A mother, her five daughters, daughter-in-law and granddaughter all worked under one roof.
The Hurrle sisters grew up at what was once St. Vincent Hospital on Fall Creek Boulevard.
Their mother, Catherine, spent her entire career with St. Vincent. It started with her graduation from nursing school in 1948 and ended with her retirement in 1992.
She juggled full-time work while raising six kids — five daughters and a son.

“It was really a big part of our life. We always were around it,” said Chris Scotten, the is the oldest of the six sisters. “It's just part of our growing up that’s just what we did.”
Scotten's sister Suzanne Engle added, “It was nothing for us to go with my dad to pick up my mom and traipse through the old hospital looking for my mom.”

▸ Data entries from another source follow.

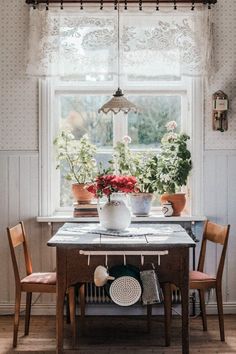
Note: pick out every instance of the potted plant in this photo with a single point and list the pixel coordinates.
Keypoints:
(173, 167)
(76, 157)
(143, 166)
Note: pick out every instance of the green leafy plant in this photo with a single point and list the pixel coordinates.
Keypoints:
(142, 165)
(76, 157)
(174, 161)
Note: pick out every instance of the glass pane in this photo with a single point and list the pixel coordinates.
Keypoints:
(81, 114)
(147, 128)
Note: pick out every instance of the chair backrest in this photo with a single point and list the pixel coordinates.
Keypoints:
(16, 237)
(218, 234)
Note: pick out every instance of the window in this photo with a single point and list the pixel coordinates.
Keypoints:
(157, 79)
(70, 103)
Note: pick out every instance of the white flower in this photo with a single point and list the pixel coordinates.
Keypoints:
(127, 139)
(171, 125)
(165, 178)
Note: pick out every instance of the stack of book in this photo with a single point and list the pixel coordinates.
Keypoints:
(85, 210)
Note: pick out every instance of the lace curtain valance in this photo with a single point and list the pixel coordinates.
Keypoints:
(84, 44)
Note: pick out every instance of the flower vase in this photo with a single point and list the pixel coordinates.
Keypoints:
(114, 215)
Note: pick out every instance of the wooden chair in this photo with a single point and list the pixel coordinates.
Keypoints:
(202, 281)
(33, 282)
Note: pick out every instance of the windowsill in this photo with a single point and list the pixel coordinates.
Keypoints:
(67, 217)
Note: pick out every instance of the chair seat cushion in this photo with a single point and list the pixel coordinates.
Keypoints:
(41, 278)
(199, 276)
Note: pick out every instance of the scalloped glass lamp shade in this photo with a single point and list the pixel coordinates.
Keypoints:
(118, 103)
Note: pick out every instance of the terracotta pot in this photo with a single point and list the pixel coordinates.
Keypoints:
(81, 195)
(177, 200)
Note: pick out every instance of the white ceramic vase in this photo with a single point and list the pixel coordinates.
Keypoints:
(114, 215)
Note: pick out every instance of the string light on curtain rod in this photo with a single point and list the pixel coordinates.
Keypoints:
(41, 3)
(118, 103)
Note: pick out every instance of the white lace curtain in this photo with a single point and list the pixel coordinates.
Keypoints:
(74, 43)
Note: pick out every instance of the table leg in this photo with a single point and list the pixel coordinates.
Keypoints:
(168, 311)
(61, 290)
(185, 304)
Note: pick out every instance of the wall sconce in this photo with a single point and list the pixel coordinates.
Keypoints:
(219, 114)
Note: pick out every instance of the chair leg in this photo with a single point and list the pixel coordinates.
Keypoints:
(220, 312)
(203, 308)
(28, 312)
(149, 317)
(82, 305)
(67, 309)
(72, 308)
(16, 317)
(167, 308)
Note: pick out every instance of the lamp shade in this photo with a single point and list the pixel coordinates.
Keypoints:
(118, 103)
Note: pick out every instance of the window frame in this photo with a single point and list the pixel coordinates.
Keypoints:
(192, 124)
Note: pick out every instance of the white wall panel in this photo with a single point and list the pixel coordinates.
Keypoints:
(19, 201)
(220, 198)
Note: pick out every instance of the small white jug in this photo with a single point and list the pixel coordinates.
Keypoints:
(101, 276)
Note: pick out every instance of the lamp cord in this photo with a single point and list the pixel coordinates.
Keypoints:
(118, 42)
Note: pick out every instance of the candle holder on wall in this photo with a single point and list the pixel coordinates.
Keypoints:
(220, 110)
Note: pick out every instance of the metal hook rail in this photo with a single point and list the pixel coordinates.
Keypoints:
(124, 254)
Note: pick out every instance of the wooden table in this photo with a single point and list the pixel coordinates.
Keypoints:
(72, 266)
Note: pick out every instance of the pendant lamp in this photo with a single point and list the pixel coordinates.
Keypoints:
(118, 103)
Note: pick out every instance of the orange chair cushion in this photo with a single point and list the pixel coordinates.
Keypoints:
(199, 276)
(41, 278)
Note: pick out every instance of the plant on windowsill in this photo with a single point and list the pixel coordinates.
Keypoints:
(143, 166)
(76, 158)
(173, 168)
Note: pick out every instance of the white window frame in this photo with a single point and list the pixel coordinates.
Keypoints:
(192, 124)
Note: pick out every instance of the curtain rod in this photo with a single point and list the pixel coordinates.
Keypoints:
(205, 2)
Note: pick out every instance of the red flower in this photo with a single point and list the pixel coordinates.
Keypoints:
(107, 184)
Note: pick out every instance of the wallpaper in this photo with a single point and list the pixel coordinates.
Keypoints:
(19, 94)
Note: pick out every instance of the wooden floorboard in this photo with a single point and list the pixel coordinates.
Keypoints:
(116, 335)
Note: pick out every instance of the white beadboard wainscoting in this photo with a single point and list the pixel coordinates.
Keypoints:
(19, 191)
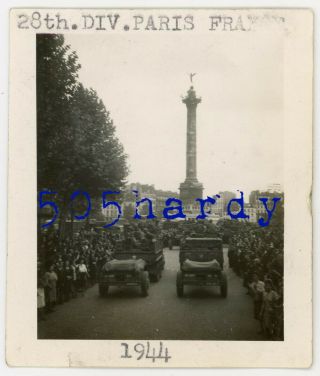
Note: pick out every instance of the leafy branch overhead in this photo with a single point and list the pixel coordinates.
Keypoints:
(76, 142)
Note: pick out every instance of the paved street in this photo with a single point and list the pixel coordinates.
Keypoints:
(201, 315)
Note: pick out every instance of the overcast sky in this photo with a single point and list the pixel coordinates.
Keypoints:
(140, 78)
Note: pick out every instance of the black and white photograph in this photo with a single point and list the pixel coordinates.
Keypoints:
(167, 156)
(110, 121)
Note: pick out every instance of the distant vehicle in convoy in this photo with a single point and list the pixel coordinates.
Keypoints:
(129, 272)
(132, 266)
(201, 264)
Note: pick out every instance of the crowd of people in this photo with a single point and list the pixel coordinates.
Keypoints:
(68, 265)
(257, 256)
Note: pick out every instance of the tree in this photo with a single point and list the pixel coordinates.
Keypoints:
(77, 146)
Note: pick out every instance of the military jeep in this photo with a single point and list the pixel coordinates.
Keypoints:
(201, 264)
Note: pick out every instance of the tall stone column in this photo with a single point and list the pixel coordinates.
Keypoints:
(191, 189)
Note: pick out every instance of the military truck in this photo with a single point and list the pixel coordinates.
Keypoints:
(129, 272)
(132, 266)
(201, 264)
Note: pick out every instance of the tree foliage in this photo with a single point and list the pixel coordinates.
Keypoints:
(77, 147)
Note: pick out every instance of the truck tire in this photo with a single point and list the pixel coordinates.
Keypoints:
(180, 284)
(155, 277)
(103, 290)
(144, 283)
(223, 285)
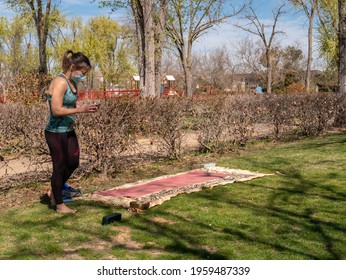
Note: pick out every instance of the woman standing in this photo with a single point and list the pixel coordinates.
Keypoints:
(59, 132)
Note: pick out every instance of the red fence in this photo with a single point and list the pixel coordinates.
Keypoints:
(104, 94)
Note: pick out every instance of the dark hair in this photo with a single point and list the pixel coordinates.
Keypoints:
(78, 59)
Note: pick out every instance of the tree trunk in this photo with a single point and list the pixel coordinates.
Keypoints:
(159, 40)
(149, 53)
(308, 67)
(342, 46)
(269, 71)
(188, 71)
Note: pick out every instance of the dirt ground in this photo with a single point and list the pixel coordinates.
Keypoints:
(13, 168)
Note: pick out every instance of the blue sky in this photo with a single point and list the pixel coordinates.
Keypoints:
(225, 35)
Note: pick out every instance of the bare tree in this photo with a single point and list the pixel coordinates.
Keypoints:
(187, 21)
(342, 46)
(310, 9)
(256, 27)
(149, 18)
(42, 13)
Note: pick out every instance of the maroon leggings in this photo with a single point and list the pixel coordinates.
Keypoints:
(64, 150)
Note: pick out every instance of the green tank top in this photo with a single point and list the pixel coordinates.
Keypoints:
(64, 123)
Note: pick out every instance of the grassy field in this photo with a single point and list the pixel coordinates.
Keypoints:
(298, 213)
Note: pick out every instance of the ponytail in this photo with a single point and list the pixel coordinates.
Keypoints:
(78, 59)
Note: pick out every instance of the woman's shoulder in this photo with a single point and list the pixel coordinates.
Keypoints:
(58, 83)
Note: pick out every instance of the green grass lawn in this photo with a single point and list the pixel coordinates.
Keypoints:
(298, 213)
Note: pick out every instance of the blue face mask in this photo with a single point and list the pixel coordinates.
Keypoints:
(79, 78)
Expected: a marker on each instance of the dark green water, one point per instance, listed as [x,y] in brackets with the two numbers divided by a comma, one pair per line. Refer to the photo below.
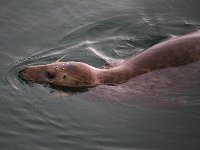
[42,31]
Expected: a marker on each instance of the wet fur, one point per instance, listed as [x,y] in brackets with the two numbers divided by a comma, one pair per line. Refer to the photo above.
[174,52]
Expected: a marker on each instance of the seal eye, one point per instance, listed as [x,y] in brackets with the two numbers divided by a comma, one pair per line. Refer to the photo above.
[50,75]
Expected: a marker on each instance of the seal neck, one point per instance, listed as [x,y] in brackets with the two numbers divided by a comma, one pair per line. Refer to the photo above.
[113,76]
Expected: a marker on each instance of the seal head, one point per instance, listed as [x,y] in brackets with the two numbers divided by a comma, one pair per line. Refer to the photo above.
[72,74]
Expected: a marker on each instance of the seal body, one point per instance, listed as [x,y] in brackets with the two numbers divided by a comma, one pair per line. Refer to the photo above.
[170,53]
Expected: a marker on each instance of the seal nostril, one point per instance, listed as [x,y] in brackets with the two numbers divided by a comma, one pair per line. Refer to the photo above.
[21,72]
[50,75]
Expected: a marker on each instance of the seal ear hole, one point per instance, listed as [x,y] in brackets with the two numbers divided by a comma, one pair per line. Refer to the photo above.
[50,75]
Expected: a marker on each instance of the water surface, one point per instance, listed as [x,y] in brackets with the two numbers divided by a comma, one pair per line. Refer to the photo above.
[159,110]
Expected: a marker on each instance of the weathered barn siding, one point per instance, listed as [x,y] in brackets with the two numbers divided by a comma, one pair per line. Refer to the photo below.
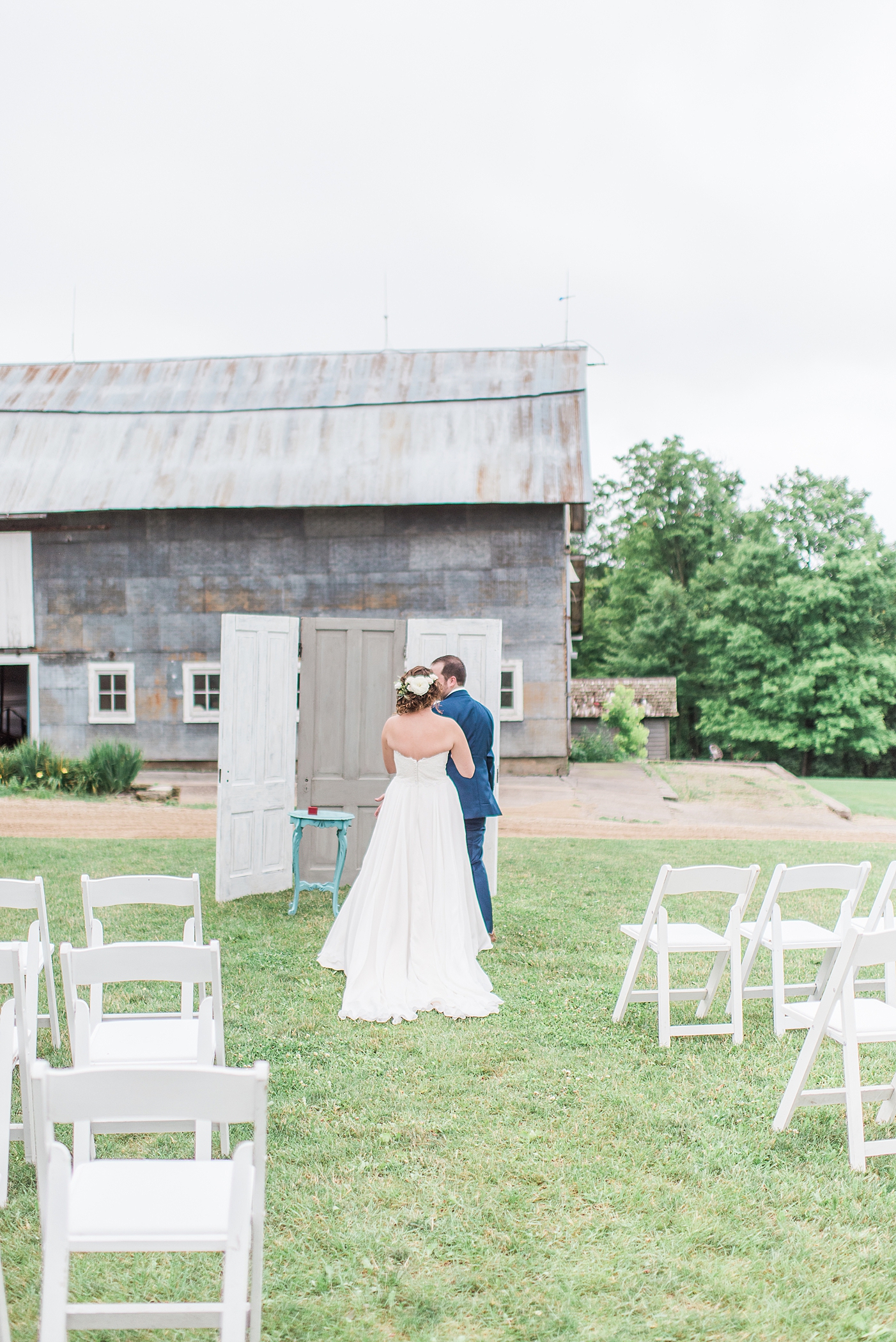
[151,587]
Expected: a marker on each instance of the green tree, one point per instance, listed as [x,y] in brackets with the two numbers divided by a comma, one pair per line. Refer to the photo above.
[812,514]
[797,658]
[778,624]
[670,514]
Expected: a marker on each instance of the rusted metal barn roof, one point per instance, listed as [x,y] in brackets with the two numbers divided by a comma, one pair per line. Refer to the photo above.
[658,694]
[297,431]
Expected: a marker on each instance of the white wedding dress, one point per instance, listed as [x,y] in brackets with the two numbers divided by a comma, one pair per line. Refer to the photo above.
[411,929]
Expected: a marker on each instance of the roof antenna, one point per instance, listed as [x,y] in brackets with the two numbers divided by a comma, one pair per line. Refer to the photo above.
[565,298]
[385,309]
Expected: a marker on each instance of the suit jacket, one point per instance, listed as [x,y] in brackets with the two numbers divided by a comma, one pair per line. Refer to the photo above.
[478,725]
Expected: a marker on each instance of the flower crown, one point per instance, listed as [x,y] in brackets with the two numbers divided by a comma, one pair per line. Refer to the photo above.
[416,685]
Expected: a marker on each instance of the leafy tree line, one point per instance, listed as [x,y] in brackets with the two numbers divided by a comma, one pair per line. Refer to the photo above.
[780,623]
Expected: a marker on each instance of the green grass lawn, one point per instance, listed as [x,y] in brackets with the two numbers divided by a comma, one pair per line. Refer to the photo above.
[536,1175]
[865,796]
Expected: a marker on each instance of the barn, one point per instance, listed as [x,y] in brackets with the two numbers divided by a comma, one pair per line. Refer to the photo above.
[141,501]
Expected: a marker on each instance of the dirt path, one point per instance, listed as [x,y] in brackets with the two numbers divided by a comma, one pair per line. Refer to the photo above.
[593,801]
[30,817]
[677,801]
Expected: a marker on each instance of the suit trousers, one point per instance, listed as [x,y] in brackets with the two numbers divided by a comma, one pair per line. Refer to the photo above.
[475,838]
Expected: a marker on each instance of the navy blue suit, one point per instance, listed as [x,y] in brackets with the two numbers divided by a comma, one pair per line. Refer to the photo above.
[477,796]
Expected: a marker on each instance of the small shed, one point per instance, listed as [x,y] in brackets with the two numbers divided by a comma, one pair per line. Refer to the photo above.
[658,694]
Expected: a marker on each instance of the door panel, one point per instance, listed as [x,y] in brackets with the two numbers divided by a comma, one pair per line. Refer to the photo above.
[478,643]
[256,755]
[349,668]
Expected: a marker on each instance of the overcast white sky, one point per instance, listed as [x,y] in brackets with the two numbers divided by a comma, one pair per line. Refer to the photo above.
[718,179]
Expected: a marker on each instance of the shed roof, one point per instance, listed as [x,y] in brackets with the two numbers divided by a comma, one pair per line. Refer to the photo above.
[297,431]
[658,694]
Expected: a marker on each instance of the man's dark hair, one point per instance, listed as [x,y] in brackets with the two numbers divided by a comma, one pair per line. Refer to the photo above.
[452,666]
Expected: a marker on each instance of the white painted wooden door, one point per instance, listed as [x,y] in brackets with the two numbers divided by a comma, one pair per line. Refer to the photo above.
[478,643]
[349,668]
[256,755]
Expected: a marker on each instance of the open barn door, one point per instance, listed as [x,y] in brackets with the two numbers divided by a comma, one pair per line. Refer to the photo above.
[478,643]
[349,668]
[256,755]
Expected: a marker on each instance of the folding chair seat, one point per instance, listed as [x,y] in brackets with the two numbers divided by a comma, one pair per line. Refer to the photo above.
[664,938]
[30,895]
[169,1039]
[17,1050]
[780,934]
[150,1205]
[849,1022]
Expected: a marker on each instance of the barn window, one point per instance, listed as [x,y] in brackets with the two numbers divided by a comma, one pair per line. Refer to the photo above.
[17,591]
[511,691]
[111,691]
[201,691]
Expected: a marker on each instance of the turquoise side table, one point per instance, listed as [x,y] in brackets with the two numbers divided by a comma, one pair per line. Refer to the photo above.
[338,821]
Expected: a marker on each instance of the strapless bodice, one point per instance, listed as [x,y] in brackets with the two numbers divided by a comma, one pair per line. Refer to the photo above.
[422,771]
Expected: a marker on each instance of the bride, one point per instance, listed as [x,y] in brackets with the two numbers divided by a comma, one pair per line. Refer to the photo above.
[411,929]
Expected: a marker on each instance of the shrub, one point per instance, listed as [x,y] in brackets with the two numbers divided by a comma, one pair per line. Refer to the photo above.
[34,764]
[111,767]
[593,746]
[626,716]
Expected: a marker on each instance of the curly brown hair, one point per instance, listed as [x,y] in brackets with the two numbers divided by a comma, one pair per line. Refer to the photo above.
[410,702]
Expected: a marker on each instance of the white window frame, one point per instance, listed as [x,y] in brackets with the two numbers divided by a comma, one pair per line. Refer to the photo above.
[191,712]
[514,714]
[94,672]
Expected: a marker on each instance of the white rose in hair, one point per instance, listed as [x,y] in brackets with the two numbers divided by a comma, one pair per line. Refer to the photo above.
[419,683]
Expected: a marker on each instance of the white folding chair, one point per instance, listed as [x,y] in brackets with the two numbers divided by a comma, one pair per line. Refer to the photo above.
[780,934]
[168,1039]
[30,894]
[150,1205]
[849,1022]
[658,934]
[17,1050]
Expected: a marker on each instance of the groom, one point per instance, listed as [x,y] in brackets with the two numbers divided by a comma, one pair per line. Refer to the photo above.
[477,796]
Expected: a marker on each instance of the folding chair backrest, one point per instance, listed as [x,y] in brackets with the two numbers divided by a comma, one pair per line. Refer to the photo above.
[826,875]
[140,961]
[123,1094]
[22,894]
[875,948]
[11,972]
[141,890]
[727,881]
[881,897]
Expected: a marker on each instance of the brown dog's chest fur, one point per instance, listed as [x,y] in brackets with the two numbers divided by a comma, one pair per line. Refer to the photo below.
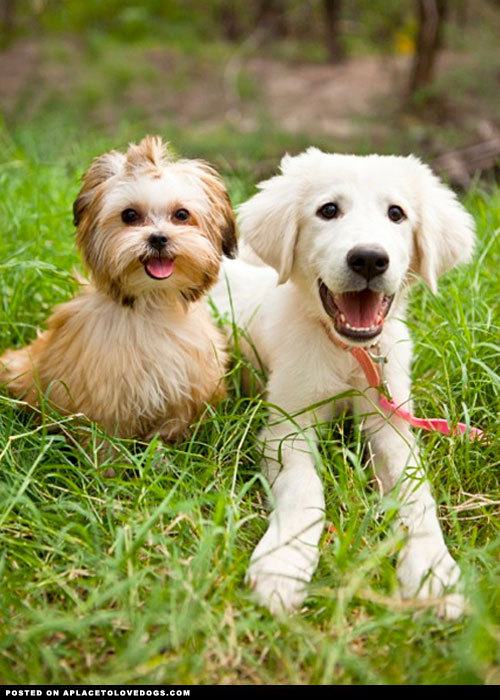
[136,370]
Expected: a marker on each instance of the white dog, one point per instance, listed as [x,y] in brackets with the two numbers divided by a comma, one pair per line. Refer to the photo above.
[342,237]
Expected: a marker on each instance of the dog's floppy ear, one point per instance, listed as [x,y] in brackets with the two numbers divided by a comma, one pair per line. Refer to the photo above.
[101,169]
[269,222]
[445,232]
[222,214]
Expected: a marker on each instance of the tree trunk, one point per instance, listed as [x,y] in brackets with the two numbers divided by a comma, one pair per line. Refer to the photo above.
[431,19]
[271,18]
[334,48]
[230,21]
[7,8]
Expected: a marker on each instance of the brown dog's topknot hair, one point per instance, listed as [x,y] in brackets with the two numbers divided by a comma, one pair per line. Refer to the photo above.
[150,154]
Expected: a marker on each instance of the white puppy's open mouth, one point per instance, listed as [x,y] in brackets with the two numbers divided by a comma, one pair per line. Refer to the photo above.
[356,315]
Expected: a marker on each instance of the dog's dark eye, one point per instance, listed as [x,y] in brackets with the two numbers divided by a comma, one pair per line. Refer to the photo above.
[181,215]
[328,211]
[130,216]
[396,214]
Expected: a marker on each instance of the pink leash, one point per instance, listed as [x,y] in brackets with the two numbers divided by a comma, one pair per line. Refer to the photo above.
[373,374]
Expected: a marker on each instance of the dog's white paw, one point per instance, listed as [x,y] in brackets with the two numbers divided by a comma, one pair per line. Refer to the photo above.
[278,576]
[427,572]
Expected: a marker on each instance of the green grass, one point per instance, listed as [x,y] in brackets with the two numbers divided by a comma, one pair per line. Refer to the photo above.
[139,578]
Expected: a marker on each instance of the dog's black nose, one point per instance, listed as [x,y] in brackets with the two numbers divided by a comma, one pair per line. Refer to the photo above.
[368,262]
[158,240]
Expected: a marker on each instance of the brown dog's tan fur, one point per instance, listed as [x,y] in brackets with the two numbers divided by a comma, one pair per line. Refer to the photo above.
[135,354]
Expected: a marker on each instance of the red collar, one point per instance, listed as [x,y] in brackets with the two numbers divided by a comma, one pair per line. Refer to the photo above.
[372,368]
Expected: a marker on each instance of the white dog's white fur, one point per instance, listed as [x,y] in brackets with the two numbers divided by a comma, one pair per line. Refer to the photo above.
[279,305]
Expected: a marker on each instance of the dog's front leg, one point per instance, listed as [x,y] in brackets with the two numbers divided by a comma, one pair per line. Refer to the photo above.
[287,555]
[425,567]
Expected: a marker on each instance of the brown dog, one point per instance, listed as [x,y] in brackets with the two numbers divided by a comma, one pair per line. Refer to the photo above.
[136,350]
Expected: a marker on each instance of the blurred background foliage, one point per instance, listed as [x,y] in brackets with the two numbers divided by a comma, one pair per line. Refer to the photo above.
[238,82]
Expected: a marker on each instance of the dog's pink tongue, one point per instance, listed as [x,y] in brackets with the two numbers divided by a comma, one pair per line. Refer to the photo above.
[360,308]
[160,268]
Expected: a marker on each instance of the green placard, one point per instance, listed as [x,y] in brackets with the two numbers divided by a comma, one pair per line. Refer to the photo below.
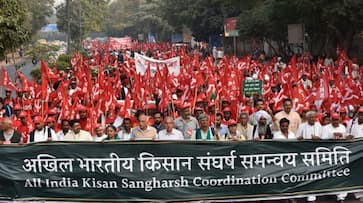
[251,87]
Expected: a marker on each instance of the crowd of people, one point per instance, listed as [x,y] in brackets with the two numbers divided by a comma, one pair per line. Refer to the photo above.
[102,98]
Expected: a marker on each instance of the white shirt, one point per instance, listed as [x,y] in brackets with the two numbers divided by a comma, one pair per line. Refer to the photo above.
[173,135]
[81,136]
[99,139]
[357,130]
[123,135]
[42,135]
[279,136]
[305,130]
[328,131]
[60,135]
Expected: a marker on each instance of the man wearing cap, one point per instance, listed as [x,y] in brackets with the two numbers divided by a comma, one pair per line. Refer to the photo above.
[125,133]
[284,133]
[51,123]
[233,133]
[99,133]
[259,106]
[186,123]
[8,134]
[77,134]
[65,128]
[305,81]
[24,128]
[169,133]
[227,114]
[198,111]
[343,115]
[335,131]
[7,99]
[311,129]
[219,128]
[41,133]
[292,116]
[244,127]
[204,132]
[83,119]
[355,129]
[158,124]
[143,131]
[15,118]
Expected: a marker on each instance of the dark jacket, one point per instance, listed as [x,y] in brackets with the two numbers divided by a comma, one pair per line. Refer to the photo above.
[268,135]
[16,138]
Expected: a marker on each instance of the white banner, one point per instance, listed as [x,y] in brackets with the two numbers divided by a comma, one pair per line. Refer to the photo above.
[142,63]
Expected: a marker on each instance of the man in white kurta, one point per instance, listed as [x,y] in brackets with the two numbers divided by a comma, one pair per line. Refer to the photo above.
[335,131]
[76,134]
[170,133]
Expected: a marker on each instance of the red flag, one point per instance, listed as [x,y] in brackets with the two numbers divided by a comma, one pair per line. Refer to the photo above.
[6,80]
[44,70]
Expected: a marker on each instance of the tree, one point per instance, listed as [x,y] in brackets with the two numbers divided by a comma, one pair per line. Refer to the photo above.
[134,17]
[14,29]
[39,10]
[45,52]
[85,16]
[333,21]
[202,17]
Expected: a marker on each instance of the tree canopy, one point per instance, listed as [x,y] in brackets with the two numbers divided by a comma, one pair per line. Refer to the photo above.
[39,11]
[14,29]
[85,16]
[326,21]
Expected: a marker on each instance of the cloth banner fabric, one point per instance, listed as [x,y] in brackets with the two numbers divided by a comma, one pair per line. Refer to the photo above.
[142,62]
[179,171]
[120,43]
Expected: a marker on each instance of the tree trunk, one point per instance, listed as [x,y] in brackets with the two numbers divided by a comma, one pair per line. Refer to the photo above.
[268,41]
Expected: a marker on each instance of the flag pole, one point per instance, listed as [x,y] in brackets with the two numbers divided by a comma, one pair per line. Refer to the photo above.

When it came time to start thinking about careers, it was not a surprise the Hurrle sisters wanted to go work in a hospital like their mom.
“Healthcare is kind of the backbone to our whole family,” Scotten said.
Hurrle’s five daughters did just that: kept healthcare in the family.
Engle and second oldest sister, Beth Mahin followed directly in their mom’s footsteps. They became nurses.
“It was weird. Everybody would say where’s your mom today? And I would say, I’m sorry but you’re stuck with her daughter,” Mahin said with a laugh.

Scotten and youngest sister Barb Weimer went into finance and scheduling respectively for Ascension St. Vincent. Middle sister Janey and their sister-in-law both too came to work at the hospital at one point.
“She always had a ride to work. Sometimes we took the neighbors as well,” Weimer said of her mom.
Combined, Catherine’s five daughters and daughter-in-law have more than 100 years working for Ascension and that is before her own tenure.
“There’s just a lot of opportunity to be in healthcare and you just don’t have to be a nurse,” Engle said.
The Hurrle daughters all have different reasons as to why they decided to get into healthcare, but it always comes back to their mom, the matriarch.
“She’d be happy. She liked us working there. She bragged about it,” Mahin said.
Although Hurrle is no longer around, her girls say she would be proud.
The legacy also lived on with the next generation, as Hurrle’s granddaughter and the wife of her grandson also worked at Ascension.